Gatti fue consecuente al incluir en la ofrenda el Concierto no. 11 op. 3, de Antonio Vivaldi, ejemplo de la altura alcanzada por el preste en el manejo del concerto grosso en la escuela barroca veneciana. La partitura integra la serie publicada en 1711 en Amsterdam bajo el título L’ estro armónico, contentiva de doce conciertos. El undécimo sigue siendo una opción audaz por la intensidad de su textura y el empuje melódico, al margen de que un oyente informado sepa lo que significó en su época al dejar atrás el modelo fijado por Corelli para este tipo de composición.

Asimismo, el director pensó bien al asumir una pequeña pero emotiva obra de uno de los grandes autores operísticos de Italia y el mundo, Giacomo Puccini. El autor de Tosca, La boheme y Madama Butterfly escribió en una noche de enero de 1890 un cuarteto de cuerdas al que puso por nombre Crisantemi (Crisantemos), golpeado ante la noticia del repentino deceso del segundo hijo del rey Víctor Manuel II. Como quiera que por esos días componía otra de sus paradigmáticas óperas, Manon Lescaut, estrenada tres años después, aprovechó el cuarteto para colocarlo como música de fondo en el momento de la muerte de la protagonista.

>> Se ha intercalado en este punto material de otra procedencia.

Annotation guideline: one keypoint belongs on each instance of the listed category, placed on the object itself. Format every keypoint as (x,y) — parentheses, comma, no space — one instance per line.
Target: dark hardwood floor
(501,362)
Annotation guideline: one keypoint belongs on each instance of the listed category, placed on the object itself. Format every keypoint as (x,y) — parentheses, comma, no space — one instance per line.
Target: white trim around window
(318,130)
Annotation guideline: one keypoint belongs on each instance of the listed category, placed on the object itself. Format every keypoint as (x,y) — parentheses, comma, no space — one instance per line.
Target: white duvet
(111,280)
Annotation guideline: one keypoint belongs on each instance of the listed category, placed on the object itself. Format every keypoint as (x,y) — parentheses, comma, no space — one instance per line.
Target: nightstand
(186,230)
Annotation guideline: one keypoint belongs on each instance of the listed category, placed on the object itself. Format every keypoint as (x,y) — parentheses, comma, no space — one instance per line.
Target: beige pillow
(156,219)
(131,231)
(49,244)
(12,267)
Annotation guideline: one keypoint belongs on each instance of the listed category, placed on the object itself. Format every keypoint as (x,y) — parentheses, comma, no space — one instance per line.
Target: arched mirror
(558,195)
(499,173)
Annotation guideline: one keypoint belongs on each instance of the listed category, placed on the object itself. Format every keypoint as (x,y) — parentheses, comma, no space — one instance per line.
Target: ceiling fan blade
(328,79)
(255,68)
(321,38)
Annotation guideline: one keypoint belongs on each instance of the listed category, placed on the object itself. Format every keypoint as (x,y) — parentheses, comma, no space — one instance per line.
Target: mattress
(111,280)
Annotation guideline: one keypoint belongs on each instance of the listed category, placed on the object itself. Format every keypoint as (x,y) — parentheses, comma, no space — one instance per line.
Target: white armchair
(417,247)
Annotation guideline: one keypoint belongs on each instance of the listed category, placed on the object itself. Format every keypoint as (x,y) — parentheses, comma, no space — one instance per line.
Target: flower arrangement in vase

Dos nombres de la modernidad musical europea figuraron en el concierto, el vienés Anton Webern y el estonio Arvo Pärt, con Langsamer Satz (literalmente, Movimiento lento) y Canción de Silouan, respectivamente. La primera no es desconocida para las audiencias habituales, que no dejan de ponderar la emoción contenida en una obra tonal de un autor que en la segunda década del siglo pasado –la partitura fue escrita en 1905, al conjuro de una ilusión amorosa– practicó la ortodoxia dodecafónica bajo el influjo de su maestro Arnold Schoenberg.

La pieza de Pärt es de una parquedad sobrecogedora en sonidos y silencios. Al estonio lo asocian al minimalismo, pero pienso que escapa a cualquier tópico. Retirado por una temporada del mundo, prácticamente ejerciendo de manera voluntaria un voto de silencio, Pärt descubrió su nuevo lenguaje musical. Como él mismo notó, su composición se convirtió en un acto sagrado: “Tuve que sacar esta música del silencio y el vacío”, dijo. A ese espacio invita la Canción de Silouan, inspirada por un texto de Staretz Silouan (1866-1938), monje del monasterio de San Panteleimon en el monte Athos.

Para cerrar, Johann Sebastian Bach, piedra sillar de la música occidental de concierto, con una de sus más entrañables obras, el Aria de la Suite orquestal no.3 BMV 1068. Solemne y de una íntima grandeza, deja en el espíritu un estado de gracia duradero. Como el que palpita en todo ser humano que anhela que la nueva normalidad sea mucho más que la derrota de la enfermedad y nos compulse a reformar la vida en nuestras sociedades.